Question

The height H of an ball that is thrown straight upward from an initial position 3 feet off the ground with initial velocity of 90 ft./s is given by the equation H equals 3+90 T -16 T squared where t equals time in seconds. After how many seconds will the ball be 84 feet above the ground

Answer 1

Answer:

The ball will be 84 feet above the ground 1.125 seconds and 4.5 seconds after launch.

Step-by-step explanation:

Statement is incorrect. Correct form is presented below:

The height $h(t)$ of an ball that is thrown straight upward from an initial position 3 feet off the ground with initial velocity of 90 feet per second is given by equation $h(t) = 3 +90\cdot t -16\cdot t^{2}$, where $t$ is time in seconds.
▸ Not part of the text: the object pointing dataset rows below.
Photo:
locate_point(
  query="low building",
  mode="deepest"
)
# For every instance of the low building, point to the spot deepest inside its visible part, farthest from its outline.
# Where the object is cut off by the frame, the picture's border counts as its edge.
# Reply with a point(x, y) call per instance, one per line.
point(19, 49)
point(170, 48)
After how many seconds will the ball be 84 feet above the ground.

We equalize the kinematic formula to 84 feet and solve the resulting second-order polynomial by Quadratic Formula to determine the instants associated with such height:

$3+90\cdot t -16\cdot t^{2} = 84$

$16\cdot t^{2}-90\cdot t +81 = 0$ (1)

By Quadratic Formula:

$t_{1,2} = \frac{90\pm \sqrt{(-90)^{2}-4\cdot (16)\cdot (81)}}{2\cdot (16)}$

$t_{1} = 4.5\,s$, $t_{2} = 1.125\,s$

The ball will be 84 feet above the ground 1.125 seconds and 4.5 seconds after launch.